Abstract
In a complex acoustic environment, several sound sources may simultaneously change their loudness, location, timbre, and pitch. Yet humans like many other animals are able to integrate effortlessly the multitude of cues arriving at their ears, and to derive coherent percepts and judgments about the different attributes of each source. This facility to analyze an auditory scene is conceptually based on a multi-stage process in which sound is first analyzed in terms of a relatively few perceptually significant attributes (the alphabet of auditory perception), followed by higher level integrative processes that organize and group the extracted attributes according to specific context-sensitive rules (the syntax of auditory perception) [1]. The sound received at the two ears is processed for attributes including source location, acoustic ambience, and source attributes such as tone and pitch, timbre and intensity.

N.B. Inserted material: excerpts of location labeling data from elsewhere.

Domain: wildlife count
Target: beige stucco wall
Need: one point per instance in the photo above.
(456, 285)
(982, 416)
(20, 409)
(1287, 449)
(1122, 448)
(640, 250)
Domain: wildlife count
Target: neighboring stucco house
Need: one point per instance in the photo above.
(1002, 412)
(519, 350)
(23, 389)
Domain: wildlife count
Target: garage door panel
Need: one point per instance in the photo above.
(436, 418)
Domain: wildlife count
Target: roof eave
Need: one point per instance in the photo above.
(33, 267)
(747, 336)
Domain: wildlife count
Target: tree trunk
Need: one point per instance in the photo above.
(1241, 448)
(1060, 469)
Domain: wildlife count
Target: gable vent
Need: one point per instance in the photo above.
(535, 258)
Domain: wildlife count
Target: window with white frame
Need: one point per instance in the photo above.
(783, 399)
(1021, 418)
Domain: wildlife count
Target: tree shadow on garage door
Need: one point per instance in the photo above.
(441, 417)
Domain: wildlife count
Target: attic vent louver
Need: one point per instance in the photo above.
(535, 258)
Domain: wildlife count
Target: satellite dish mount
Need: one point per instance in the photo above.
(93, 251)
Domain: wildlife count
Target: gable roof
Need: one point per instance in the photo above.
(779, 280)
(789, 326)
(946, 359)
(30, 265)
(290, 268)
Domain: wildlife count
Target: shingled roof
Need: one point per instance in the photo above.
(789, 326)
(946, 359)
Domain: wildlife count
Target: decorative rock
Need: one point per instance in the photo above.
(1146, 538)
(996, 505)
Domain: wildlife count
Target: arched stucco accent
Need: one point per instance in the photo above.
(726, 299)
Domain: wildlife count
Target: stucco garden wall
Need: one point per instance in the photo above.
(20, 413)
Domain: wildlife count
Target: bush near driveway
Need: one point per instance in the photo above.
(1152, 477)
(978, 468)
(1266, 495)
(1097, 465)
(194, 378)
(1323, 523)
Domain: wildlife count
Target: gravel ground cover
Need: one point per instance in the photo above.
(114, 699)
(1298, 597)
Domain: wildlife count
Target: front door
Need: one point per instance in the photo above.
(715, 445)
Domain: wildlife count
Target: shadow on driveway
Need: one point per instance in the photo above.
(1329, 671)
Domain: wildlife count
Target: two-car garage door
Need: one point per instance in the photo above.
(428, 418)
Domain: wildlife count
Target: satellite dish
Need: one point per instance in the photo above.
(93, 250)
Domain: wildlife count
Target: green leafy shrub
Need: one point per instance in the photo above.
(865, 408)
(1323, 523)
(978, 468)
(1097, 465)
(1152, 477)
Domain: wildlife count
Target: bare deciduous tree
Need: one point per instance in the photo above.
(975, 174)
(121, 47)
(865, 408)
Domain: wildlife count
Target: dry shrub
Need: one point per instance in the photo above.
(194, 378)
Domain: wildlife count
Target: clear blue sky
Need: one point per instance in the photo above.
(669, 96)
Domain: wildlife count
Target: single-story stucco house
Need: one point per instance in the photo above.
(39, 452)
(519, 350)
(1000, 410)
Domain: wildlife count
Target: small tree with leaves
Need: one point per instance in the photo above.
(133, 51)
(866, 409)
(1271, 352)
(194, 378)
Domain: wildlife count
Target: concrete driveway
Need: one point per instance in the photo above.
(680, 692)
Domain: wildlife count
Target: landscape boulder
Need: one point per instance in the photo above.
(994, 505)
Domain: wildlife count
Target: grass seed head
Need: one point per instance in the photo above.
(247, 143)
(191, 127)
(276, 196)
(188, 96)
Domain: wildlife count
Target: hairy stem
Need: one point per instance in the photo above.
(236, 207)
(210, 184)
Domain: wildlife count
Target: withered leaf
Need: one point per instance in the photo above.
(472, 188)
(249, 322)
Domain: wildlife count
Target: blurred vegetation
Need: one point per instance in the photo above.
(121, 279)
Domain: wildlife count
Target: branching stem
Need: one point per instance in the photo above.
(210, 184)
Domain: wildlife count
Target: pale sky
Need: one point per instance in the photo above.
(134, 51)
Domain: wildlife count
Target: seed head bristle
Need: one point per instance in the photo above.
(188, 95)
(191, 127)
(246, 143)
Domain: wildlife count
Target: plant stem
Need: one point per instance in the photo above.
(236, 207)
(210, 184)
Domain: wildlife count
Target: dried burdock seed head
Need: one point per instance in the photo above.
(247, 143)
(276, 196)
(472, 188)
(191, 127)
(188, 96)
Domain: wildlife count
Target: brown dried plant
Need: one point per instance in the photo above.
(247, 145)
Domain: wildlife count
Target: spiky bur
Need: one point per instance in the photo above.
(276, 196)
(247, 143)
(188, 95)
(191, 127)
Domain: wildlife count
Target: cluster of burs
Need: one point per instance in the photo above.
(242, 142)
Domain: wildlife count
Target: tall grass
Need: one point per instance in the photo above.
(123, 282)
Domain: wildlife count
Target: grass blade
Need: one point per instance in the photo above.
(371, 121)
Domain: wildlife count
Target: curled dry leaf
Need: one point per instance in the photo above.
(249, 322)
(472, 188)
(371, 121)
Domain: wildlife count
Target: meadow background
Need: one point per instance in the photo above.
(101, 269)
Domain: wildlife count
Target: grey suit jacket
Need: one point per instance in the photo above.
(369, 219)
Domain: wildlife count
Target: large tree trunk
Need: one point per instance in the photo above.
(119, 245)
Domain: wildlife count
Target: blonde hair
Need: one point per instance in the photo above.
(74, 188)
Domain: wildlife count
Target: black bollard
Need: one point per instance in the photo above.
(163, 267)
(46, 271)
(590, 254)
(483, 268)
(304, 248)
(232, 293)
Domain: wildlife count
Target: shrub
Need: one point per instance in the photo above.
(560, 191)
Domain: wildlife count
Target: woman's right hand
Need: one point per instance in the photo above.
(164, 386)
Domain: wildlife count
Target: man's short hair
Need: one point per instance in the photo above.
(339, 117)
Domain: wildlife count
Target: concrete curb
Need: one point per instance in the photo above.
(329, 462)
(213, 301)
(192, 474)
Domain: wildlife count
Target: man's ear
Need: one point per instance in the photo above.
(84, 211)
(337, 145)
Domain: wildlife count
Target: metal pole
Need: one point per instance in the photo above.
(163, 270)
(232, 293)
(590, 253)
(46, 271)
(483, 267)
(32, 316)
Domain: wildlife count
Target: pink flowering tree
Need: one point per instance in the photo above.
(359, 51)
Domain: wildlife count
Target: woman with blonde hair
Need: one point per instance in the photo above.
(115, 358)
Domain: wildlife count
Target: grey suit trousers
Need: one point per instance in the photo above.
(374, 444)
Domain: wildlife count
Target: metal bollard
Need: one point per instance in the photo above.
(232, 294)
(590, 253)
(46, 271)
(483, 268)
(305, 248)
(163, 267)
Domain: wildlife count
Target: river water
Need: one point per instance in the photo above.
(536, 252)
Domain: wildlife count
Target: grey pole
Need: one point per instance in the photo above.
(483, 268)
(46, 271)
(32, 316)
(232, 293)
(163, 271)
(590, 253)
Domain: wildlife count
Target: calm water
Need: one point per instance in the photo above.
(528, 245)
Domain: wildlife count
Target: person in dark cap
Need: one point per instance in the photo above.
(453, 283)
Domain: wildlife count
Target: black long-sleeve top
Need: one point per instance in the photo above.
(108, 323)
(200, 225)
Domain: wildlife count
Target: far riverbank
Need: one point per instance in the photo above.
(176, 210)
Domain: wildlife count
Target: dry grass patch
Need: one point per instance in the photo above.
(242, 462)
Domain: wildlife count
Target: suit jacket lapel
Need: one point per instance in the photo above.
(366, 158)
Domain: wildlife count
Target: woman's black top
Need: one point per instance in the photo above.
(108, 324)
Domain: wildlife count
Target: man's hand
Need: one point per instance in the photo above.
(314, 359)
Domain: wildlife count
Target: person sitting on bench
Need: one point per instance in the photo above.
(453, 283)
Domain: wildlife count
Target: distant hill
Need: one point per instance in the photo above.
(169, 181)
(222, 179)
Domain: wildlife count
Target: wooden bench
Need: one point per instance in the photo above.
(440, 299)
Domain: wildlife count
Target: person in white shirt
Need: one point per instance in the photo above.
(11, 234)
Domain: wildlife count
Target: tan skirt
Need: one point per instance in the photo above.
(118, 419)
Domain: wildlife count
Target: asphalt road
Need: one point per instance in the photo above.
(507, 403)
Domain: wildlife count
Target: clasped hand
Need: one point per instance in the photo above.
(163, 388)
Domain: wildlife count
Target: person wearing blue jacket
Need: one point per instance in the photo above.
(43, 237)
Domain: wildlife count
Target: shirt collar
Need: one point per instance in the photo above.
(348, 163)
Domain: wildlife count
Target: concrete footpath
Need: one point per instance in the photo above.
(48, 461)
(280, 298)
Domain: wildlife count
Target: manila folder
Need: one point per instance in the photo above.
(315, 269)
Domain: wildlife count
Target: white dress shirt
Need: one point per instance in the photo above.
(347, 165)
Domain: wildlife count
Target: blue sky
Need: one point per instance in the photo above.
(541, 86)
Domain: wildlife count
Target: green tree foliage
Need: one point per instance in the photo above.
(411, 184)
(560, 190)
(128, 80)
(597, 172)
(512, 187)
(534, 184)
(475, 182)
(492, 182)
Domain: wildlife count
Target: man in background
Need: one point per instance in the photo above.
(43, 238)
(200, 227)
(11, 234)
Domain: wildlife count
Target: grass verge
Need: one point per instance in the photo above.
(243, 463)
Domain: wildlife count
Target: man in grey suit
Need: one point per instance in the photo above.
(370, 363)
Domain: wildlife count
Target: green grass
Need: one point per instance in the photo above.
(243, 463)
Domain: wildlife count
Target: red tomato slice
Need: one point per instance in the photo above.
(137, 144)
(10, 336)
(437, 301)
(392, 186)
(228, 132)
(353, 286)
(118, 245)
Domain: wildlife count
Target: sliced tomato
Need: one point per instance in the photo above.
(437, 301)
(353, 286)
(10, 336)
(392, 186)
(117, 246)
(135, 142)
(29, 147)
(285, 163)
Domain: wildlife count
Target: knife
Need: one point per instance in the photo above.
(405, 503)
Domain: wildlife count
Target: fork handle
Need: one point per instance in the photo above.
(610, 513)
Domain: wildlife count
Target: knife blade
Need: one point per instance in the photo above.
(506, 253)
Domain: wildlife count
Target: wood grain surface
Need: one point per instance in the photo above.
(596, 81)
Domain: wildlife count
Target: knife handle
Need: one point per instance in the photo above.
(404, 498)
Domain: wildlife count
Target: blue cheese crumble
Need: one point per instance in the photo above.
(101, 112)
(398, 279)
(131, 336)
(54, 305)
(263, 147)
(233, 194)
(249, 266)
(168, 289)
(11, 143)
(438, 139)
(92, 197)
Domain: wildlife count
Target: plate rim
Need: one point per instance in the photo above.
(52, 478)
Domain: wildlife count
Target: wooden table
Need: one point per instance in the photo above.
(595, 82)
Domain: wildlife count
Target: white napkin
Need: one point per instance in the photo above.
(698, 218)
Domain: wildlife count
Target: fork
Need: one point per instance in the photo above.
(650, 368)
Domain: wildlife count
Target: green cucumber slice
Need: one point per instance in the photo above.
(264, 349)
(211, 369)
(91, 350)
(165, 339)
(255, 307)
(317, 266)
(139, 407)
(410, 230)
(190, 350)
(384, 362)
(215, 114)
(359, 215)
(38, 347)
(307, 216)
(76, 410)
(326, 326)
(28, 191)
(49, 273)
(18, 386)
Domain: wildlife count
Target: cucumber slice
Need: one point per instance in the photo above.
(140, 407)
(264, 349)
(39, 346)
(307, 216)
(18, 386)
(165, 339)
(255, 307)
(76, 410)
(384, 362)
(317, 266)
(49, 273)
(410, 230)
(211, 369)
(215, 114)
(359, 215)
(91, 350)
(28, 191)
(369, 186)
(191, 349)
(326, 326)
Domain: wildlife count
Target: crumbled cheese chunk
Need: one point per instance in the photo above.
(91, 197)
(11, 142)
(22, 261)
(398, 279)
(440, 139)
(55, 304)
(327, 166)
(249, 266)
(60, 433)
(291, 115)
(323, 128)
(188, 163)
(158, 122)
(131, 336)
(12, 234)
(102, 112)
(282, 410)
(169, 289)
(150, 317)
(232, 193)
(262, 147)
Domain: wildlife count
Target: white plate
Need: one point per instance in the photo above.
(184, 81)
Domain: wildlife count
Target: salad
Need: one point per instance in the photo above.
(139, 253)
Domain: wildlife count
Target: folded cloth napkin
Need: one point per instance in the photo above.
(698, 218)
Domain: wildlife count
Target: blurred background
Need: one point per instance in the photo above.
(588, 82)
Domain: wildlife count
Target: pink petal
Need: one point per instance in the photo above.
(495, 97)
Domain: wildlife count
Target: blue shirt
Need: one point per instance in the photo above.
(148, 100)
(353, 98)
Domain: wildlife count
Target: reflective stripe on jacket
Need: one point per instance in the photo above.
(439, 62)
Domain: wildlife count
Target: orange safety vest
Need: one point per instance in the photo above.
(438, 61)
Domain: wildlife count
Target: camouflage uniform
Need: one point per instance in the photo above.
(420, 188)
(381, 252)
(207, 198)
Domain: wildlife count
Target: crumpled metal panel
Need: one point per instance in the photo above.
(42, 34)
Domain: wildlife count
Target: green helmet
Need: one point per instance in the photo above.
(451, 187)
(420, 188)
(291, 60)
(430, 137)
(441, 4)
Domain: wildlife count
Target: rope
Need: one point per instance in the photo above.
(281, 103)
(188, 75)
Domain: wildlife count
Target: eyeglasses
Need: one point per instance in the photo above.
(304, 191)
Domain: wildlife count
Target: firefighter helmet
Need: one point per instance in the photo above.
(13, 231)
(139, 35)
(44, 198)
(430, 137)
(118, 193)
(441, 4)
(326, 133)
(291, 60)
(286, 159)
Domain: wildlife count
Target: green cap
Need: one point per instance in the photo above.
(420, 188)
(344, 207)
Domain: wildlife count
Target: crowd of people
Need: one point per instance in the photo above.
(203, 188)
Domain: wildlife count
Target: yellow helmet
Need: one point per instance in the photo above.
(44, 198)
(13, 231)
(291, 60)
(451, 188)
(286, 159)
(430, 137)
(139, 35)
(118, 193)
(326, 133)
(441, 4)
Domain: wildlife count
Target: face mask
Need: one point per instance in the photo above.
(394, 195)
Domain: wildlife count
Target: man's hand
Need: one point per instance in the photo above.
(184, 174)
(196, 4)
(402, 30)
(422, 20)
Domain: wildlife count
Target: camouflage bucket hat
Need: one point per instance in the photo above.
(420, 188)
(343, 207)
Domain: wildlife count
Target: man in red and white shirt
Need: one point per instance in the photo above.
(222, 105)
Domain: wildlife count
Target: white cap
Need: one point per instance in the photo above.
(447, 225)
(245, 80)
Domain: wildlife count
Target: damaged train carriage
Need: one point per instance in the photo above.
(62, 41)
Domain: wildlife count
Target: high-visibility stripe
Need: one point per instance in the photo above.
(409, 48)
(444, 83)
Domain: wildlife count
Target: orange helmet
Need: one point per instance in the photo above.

Decades of physiological and psychoacoustical studies [2,3] have revealed elegant strategies at various stages of the mammalian auditory system for the representation of the signal cues underlying auditory perception. This information has facilitated the development of biophysical models, mathematical abstractions, and computational algorithms of the early and central auditory stages with the aim of capturing the functionality, robustness, and enormous versatility of the auditory system [4]. Numerous groups have implemented such algorithms in software and hardware, and have evaluated them by comparing their performance to human performance and against a range of robustness and flexibility requirements. Furthermore, these auditory-inspired processing strategies have been utilized in a wide range of applications including acoustic diagnostic monitoring systems for machines and manufacturing processes, battlefield acoustic signal analysis, sound analysis and recognition systems, robust detection and recognition of multiple interacting faults, and detection and recognition of underwater transients and weak signals in low signal-to-noise ratio (SNR) in acoustically-cluttered environments [5,6].
We shall briefly review the auditory encoding of various sound attributes to illustrate the above ideas. We shall specifically focus on the percept of sound timbre: what acoustic cues are most intimately correlated with it? How are they represented at various stages of the auditory pathway? And how the abstracted auditory signal processing algorithms and representations can be applied to measure speech intelligibility to describe musical timbre and to analyze complex auditory scenes?
Additional information
Notes on contributors
Shihab Shamma
Shihab Shamma received his BS degree in 1976 from Imperial College, in London, UK. He received his MS and PhD degrees in Electrical Engineering from Stanford University in 1977 and 1980, respectively. Prof Shamma received his MA in Slavic Languages and Literature in 1980 from the same institution. Dr Shamma has been a member of the University of Maryland faculty since 1984. He has been associated with the Systems Research Center since its inception in 1985, and received a joint appointment in 1990. Prof Shamma also holds a joint appointment with the University of Maryland Institute for Advanced Computer Studies. Prof Shamma has also worked at the National Institutes of Health and Stanford University. Prof. Shamma's research interests include biological aspects of speech analysis and neural signal processing and he has a number of publications to his credit.